Other examples are numerous: when opening Apple’s terminal, I can connect to a Rendezvous enabled Mac’s shell without remembering its name — it will automatically be displayed. Several Mac OS X FTP programs support similar functionality for FTP. And, it obviously works for file sharing between Rendezvous enabled systems. If you’ve seen iPhoto ‘04 or iTunes sharing functionality, you have also seen Rendezvous at work. While SMB networks are suppose to work somewhat like this, they often seem to work rather unreliably. Rendezvous not only goes a step further than past, similar ideas, it also does it far more reliably.

Much of the beauty of Rendezvous comes from the fact that it doesn’t implement file sharing or printing or anything else. Rather, it provides a means for effortless usage of existing technologies. For example, when using a Mandrakelinux box with the CUPS printing system (also used by Mac OS X), Macs can dynamically translate the host name of the Mandrake box and get to the CUPS server. Conversely, doing the same with a Fedora box is somewhat more problematic if you set a host name without a DNS server, because the Mac will try to resolve the host name CUPS feeds it unsuccessfully (reconfiguring CUPS will help, but the point is that ZeroConf negates this need). This is, obviously, because Mandrakelinux, using Rendezvous/ZeroConf, is advertising its name and the services it can provide whereas Fedora is only providing part of the equation through CUPS.

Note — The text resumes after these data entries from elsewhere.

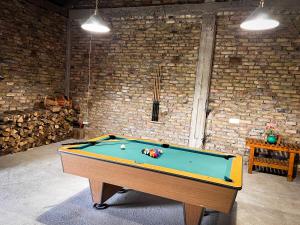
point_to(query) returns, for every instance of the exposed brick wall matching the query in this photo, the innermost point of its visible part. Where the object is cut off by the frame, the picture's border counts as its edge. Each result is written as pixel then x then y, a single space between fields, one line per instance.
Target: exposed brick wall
pixel 124 65
pixel 32 54
pixel 255 78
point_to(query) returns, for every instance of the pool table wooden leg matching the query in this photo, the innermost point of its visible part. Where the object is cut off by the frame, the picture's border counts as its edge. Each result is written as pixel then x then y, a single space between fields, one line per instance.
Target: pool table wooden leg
pixel 193 214
pixel 102 191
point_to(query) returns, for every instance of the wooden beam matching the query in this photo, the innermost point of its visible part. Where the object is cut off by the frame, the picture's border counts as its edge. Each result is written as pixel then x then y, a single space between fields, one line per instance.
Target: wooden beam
pixel 202 84
pixel 182 9
pixel 45 4
pixel 68 60
pixel 70 3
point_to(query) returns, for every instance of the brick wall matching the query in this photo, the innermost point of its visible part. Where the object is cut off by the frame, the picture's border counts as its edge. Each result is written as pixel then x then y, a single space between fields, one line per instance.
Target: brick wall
pixel 124 65
pixel 255 78
pixel 32 54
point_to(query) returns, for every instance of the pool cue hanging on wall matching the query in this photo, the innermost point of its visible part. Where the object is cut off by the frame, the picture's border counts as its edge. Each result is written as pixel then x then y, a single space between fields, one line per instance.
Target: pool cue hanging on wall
pixel 156 95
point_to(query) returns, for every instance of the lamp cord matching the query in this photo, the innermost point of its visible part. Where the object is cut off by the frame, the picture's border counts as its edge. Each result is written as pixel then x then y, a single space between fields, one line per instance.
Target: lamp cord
pixel 262 2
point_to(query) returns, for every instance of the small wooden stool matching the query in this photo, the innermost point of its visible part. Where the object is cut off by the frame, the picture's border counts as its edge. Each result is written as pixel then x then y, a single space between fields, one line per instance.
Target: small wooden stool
pixel 287 165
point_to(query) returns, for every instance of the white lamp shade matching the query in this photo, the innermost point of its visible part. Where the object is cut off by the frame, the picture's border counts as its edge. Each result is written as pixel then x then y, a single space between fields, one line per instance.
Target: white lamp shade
pixel 96 24
pixel 259 20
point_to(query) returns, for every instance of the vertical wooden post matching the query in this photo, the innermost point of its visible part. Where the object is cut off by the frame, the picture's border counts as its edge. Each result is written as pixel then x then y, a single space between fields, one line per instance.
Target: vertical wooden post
pixel 251 159
pixel 193 214
pixel 291 166
pixel 202 84
pixel 102 191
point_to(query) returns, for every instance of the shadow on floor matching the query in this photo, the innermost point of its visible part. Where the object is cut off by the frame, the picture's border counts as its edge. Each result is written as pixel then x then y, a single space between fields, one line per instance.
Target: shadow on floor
pixel 130 208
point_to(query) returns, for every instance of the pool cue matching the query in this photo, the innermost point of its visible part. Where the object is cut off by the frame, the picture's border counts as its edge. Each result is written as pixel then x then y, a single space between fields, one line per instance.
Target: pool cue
pixel 155 107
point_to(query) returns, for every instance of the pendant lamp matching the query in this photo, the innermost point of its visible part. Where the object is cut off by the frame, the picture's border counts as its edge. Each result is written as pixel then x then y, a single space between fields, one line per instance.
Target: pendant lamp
pixel 96 23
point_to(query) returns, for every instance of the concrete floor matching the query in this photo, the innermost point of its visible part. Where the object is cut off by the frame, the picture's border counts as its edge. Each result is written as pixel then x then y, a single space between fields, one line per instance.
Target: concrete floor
pixel 34 191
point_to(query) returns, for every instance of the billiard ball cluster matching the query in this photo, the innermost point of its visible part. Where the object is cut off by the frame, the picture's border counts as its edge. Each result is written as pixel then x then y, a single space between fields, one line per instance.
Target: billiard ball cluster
pixel 153 152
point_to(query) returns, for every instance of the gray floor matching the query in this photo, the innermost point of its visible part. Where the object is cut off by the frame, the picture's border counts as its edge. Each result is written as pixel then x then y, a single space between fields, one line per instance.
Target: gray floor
pixel 34 191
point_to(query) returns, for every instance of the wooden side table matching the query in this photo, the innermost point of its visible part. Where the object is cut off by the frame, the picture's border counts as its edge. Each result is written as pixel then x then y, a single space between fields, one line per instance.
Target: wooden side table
pixel 287 165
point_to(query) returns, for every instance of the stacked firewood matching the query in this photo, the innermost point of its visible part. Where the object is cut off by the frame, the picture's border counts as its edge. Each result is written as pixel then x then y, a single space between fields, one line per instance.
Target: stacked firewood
pixel 21 130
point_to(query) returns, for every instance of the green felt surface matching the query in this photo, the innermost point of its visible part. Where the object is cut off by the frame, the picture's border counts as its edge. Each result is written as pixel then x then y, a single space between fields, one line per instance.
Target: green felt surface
pixel 183 159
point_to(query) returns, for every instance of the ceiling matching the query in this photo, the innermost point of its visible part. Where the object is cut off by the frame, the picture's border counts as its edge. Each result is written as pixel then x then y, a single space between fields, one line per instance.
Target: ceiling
pixel 65 3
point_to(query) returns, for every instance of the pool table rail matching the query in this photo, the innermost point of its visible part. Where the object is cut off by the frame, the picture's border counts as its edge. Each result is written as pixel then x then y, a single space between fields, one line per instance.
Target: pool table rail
pixel 188 191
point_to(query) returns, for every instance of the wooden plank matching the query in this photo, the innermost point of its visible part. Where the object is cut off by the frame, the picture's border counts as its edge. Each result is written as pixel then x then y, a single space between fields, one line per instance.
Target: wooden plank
pixel 184 190
pixel 102 191
pixel 193 214
pixel 202 84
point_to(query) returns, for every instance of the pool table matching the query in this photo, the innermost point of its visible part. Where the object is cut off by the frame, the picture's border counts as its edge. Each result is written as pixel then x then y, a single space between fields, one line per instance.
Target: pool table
pixel 197 178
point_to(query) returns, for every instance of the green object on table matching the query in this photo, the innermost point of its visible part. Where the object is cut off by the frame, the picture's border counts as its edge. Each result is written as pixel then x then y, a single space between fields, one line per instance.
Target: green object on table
pixel 272 139
pixel 178 158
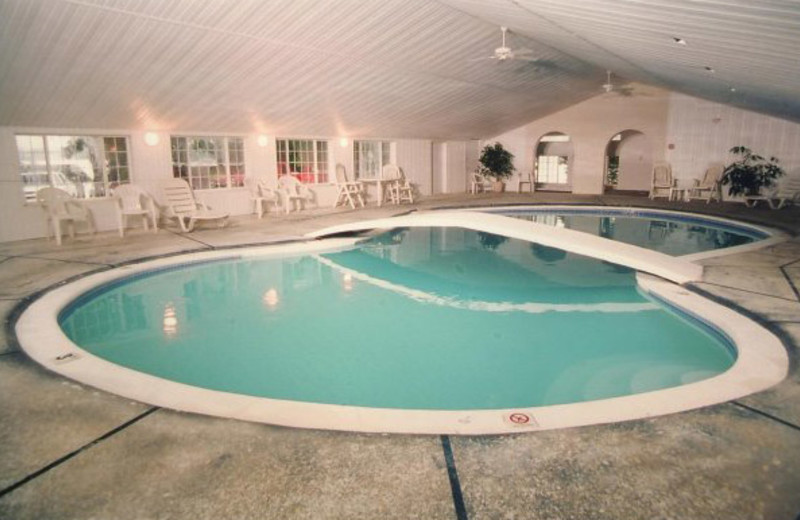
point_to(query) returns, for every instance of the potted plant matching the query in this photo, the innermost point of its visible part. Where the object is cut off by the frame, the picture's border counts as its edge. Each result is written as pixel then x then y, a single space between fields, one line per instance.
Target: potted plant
pixel 750 173
pixel 496 164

As a sector, Free Software operating systems should take advantage of the fact that Apple is opening up this stuff free for the taking and use it. Networking is always a mess on Windows systems. While it is far more reliable on UNIX systems, it isn’t always convenient to find file shares on other servers, for example. By implementing Apple’s technology using the source code they are providing, we have the chance to create a truly cross-platform, reliable and easy-to-use networking setup: the only question is why distribution developers haven’t been taking advantage of this already.

And speaking of cross-platform, that brings us to the other announcement, the new Netscape Plugin API. Here again, we have an exciting opportunity. Not only is Mozilla.org involved, but so is Apple, which is doing a great job of popularize KDE’s KHTML engine outside of the GNU/Linux desktop, not to mention Macromedia and Adobe. For the first time in years, the prospects of a better plugin system that can push back the onslaught of proprietary Microsoft ActiveX controls appears to be within reach. Thankfully, the Mozilla organization seems to have a brisk implementation schedule which is great. But, I think it is also exciting that Apple is involved. Here again, Apple is getting involved with open standards and Free Software.

We should embrace this and attempt to further extend ties with the folks in Cupertino. While Apple remains a proprietary software vendor, their increasing portfolio of Free Software (which also includes the easy-to-configure Darwin Streaming Server, the Free Software variant of QuickTime Streaming Server) shows that they have a serious commitment to Free Software, perhaps more so than many of the proprietary GNU/Linux distribution companies that have appeared in recent years.

It is time for GNU/Linux to rendezvous with the desktop. Ironically, it might just be the maker of the Mac that helps add some of the momentum we need to get there.